Month: August 2016

How to stop the internet from ruling your life

Photo of laptop
Source: Morguefile.com

 

Go online with a specific goal in mind. Stick to it and then get off.

Set social media time limits. My goal is fifteen minutes a day or less. That’s enough to post something, check your notifications, and get off. Even better, go on social media only every two or three days.

Turn off email notifications for social media. That way you’ll be less tempted to go on Twitter, Facebook, etc. every time you check email.

Take note of how much time you spent online. Visualize how that time could be better spent in real life (What are the things you think you don’t have time for? Exercise, reading, taking a class, getting outdoors, DIY projects?)

For long periods of concentration, invest in an internet-blocking app like Freedom.

Set aside periods of no-tech time–weekends, or a few week nights. Physically separate yourself from your laptop and phone.

Keep parts of your life offline. Try not posting photos of everything. It’s worth printing out special photos and putting them in a physical photo album that only you can see.

Don’t always reply to emails or texts right away. I know, this is heretical these days. However, I believe this is about habit and culture formation. If you’re in the habit of replying to messages right away, it reinforces the need to check your phone or email constantly (and if you don’t, you become freer from your devices). Reply time is socially enforced. When we reply instantaneously, everyone expects others to reply right away–causing us to become dependent on phones and laptops. By taking longer to reply, we shift the norm and break the cycle.

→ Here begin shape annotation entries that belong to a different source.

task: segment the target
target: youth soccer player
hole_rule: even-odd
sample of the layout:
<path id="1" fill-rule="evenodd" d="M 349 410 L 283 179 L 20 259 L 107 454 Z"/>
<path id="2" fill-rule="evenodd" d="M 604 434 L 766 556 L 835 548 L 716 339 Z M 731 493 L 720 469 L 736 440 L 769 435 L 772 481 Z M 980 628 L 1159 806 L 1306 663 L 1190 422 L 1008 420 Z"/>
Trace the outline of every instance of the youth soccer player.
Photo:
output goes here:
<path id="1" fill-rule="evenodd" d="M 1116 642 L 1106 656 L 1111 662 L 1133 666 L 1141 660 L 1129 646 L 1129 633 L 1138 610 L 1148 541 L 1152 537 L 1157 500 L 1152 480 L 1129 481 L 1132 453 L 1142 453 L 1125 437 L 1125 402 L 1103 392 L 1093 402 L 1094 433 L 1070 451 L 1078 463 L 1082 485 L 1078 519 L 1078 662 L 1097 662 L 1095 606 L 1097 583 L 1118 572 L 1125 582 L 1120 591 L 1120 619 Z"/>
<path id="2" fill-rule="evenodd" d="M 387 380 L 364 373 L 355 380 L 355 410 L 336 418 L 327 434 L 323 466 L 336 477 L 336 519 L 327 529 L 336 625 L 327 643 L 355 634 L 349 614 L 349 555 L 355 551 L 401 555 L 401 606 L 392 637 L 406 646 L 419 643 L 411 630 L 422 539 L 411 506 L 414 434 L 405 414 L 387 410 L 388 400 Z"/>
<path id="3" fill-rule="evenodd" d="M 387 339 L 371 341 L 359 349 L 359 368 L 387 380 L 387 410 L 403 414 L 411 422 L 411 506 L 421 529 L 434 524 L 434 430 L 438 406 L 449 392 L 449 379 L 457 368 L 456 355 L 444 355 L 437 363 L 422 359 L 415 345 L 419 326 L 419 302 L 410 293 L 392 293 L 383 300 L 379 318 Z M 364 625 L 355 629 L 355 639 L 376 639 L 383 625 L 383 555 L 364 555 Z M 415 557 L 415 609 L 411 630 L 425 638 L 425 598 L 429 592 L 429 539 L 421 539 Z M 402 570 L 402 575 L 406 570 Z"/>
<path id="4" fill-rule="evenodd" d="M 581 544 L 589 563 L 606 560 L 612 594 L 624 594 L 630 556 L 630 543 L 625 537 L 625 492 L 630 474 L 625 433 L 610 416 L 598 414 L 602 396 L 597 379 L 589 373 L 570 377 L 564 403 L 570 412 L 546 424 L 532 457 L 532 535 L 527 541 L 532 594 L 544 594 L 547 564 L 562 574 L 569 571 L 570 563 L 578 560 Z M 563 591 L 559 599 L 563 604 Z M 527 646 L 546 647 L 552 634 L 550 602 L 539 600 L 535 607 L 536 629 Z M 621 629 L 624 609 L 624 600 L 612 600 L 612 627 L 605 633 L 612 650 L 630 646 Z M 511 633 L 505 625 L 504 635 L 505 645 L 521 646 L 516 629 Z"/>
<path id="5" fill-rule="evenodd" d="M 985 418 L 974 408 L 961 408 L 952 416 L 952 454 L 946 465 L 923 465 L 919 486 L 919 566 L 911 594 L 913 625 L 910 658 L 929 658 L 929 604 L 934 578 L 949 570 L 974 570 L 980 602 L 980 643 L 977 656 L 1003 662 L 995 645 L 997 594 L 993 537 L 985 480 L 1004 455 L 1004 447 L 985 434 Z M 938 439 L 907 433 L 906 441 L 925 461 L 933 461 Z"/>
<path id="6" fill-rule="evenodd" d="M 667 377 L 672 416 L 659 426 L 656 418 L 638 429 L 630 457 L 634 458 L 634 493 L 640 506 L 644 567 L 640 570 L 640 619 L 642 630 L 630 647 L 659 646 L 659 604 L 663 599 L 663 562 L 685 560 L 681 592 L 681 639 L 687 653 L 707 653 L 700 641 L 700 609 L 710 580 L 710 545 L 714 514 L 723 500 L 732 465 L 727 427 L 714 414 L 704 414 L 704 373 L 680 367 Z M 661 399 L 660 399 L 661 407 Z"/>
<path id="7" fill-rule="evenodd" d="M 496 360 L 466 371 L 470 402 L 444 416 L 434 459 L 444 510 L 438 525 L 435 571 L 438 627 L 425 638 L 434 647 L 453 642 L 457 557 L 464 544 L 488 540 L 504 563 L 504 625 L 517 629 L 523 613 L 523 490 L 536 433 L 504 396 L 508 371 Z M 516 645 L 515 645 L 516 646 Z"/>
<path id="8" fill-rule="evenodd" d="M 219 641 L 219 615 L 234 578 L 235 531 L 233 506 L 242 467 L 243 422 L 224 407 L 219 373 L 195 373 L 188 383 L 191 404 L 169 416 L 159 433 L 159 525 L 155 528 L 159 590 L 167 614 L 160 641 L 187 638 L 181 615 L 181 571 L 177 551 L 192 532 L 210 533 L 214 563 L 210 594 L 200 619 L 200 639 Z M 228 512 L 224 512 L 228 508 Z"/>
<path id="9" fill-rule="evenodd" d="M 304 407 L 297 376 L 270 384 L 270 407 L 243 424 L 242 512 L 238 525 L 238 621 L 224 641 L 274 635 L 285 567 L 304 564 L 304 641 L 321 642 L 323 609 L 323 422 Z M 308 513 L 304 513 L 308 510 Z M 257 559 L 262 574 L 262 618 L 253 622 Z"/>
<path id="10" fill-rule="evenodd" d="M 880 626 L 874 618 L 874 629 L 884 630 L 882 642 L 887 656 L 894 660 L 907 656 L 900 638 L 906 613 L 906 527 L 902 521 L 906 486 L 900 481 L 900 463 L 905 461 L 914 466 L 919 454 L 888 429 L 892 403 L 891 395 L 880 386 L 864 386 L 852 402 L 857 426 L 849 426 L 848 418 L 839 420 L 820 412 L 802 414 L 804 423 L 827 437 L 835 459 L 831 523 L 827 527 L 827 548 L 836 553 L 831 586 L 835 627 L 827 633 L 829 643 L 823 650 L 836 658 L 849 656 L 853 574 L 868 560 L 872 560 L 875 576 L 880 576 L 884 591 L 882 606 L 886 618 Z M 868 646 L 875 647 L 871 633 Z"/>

It’s time to get offline when

Consuming one thing makes you want to consume all the things. It’s not enough to read one or two news stories about an event or person; you have to read all of them.

You find yourself thinking about social media even when you’re not it. You think of tweets or pictures to post even when there’s not a phone or laptop in sight.

You’re not on the internet and you’re itching to get back on. The moment you try to do something serious, your mind urges you to take an internet break.

Every time you read a book or watch a movie or do anything at all, you feel the need to know what other people thought about it. You seek out reviews, amateur and professional, trying to find a piece of writing that sums up your feelings about it in an eloquent, satisfying way. These never exist, but you keep searching for them anyway.

You realize there’s an emptiness to the constant pleasure-seeking, scrolling mindlessly through social media feeds–and yet, even once you’ve decided none of these things are satisfying or enlightening, you continue anyway.